For those wondering how long it would take for the next shoe to drop, it was 30 months—exactly. For on 11 March 2004, a brutal, cowardly, and senseless terrorist attack blew up four packed commuter trains in Madrid, Spain, killing 200 people and wounding 1,500. Although the jury is still officially out on the identity of the perps, all indications are that it is al Qaeda, rather than Spain’s homegrown ETA (Euskadi Ta Azkatasuna), the terrorist group that has been fighting for Basque independence since the 1960s in a campaign of bombings and assassinations.
Certainly, the bad blood between Muslims and Spain goes back much further than problems in the Basque region. Way back in the 8th century, Spain was the first Christian country in Europe to be invaded by Arab Islamic armies, and portions of the country were under Muslim control until the end of the 15th century. Though the spirit of the Reconquista goes back to ca. 718, when the Christian Asturians opposed the Moors at the Battle of Covadonga, it was not until 11th century, when Moorish unity broke down and the Christian kingdoms of northern Spain began to be affected by an aggressive, anti-Muslim, crusading zeal, that the movement began in earnest. A series of wars followed, and by the mid-13th century most of country had returned to Christian rule, the last Moorish enclave being in the region of Granada in the south.

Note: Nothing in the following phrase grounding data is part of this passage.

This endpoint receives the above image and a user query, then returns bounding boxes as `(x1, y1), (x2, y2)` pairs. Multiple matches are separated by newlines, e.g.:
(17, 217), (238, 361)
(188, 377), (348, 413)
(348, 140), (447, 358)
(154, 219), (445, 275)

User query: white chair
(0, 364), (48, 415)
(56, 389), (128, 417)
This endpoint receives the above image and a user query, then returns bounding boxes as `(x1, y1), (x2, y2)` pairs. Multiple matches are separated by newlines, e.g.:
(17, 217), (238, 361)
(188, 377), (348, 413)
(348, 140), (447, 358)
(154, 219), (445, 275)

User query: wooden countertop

Of course, as the Islamic fundamentalists would tell the story, “Muslim Spain” was conquered by the infidels, conveniently discarding about 400 years of prior history, and now the true believers must conquer it back. Ever wonder how many people have willingly converted to Islam besides modern day compliant spouses?
Perhaps this day of infamy will be Spain’s wake-up call. Radio talk show host Michael Savage asked on that day, “where are the Conquistadores?” Maybe they will be those leaders, who can inflame Spain’s shocked citizenry into remembering their Catholic roots, forgetting some of their ultra-tolerance, and standing up to the new breed of invaders.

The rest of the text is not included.